De acuerdo: conocemos las génesis personales y privadas y literarias de gente como el sheriff Lou Ford de Jim Thompson, del Norman Bates de Robert Bloch, del Tom Ripley de Patricia Highsmith, de la Annie Wilkes de Stephen King, del Martin Plunkett de James Ellroy, del Chaingang del Rex Miller, de la Catherine Trammell de Sharon Stone, del Patrick Bateman de Bret Easton Ellis, del Dick Dart de Peter Straub, del Junior Cain de Dean Koontz, de la Gretchen Lowell de Chelsea Cain, del Antoine Leng Pendergast (alias Enoch Leng) y del Diógenes Dagrepont Bernoulli Pendergast de Douglas Preston & Lincoln Child, y del Dexter Gordon de Jeff Lindsay entre muchos otros.
Pero nada sabemos del impulso ancestral, del Big Bang de la cuestión, del principio de todas las cosas, de cómo y por qué se derramó la primera sangre.

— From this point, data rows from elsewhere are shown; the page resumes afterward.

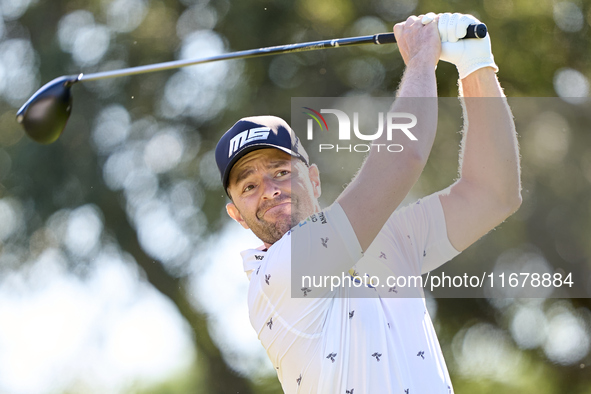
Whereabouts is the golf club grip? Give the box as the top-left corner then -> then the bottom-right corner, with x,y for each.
374,23 -> 488,44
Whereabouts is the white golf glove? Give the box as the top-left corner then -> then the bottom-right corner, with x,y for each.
437,13 -> 499,79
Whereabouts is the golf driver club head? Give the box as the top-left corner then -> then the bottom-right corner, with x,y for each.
16,75 -> 80,144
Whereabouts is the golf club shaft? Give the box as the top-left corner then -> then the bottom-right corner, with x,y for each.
78,33 -> 396,82
77,23 -> 487,81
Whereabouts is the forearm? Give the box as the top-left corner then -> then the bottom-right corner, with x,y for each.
460,68 -> 521,206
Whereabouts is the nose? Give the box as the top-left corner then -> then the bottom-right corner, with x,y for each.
262,177 -> 281,199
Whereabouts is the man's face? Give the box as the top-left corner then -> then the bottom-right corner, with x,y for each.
226,148 -> 320,247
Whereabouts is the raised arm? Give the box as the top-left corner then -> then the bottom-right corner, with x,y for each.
440,14 -> 521,251
337,16 -> 441,251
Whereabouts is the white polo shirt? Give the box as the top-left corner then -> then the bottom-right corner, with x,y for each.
242,195 -> 459,394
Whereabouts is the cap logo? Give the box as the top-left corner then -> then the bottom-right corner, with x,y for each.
228,127 -> 271,158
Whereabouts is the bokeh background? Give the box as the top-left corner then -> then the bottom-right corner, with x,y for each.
0,0 -> 591,394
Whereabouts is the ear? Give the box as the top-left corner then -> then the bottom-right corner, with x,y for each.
226,202 -> 249,230
308,164 -> 322,198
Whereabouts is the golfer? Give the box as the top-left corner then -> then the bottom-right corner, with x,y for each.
216,14 -> 521,394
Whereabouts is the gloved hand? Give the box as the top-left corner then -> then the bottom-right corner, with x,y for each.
437,13 -> 499,79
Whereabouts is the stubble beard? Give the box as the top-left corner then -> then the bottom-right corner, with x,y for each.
246,195 -> 306,245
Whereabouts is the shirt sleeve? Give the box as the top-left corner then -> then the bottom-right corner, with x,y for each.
291,202 -> 363,277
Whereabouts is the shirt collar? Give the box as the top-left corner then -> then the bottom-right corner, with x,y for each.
240,245 -> 267,280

El inglés Michael Marshall —nacido en Knutford, Chesire, 1965, y respetado autor de ciencia-ficción bajo el nombre de Michael Marshall Smith— adoptó una nueva personalidad para oír ese latido ancestral y diagnosticar que está más sano y más peligroso que nunca. Y Michael Marshall tiene perfectamente claro que el ascenso de la figura del asesino en serie a la categoría de casi héroe probablemente sea la innovación más trascendental dentro del
thriller
desde que —en el decir de Raymond Chandler— Dashiell Hammett «sacó el crimen del jarrón veneciano y lo arrojó de vuelta a la calle». Así que no se conforma con la simple invención de una criatura monstruosamente simpática. Tampoco opta por el revisionismo histórico de antepasados ilustres como el chino Liu Pengl, el francés Gille de Rais, el indio Behram, el británico Jack El Destripador o el ruso Andrei Chikatilo.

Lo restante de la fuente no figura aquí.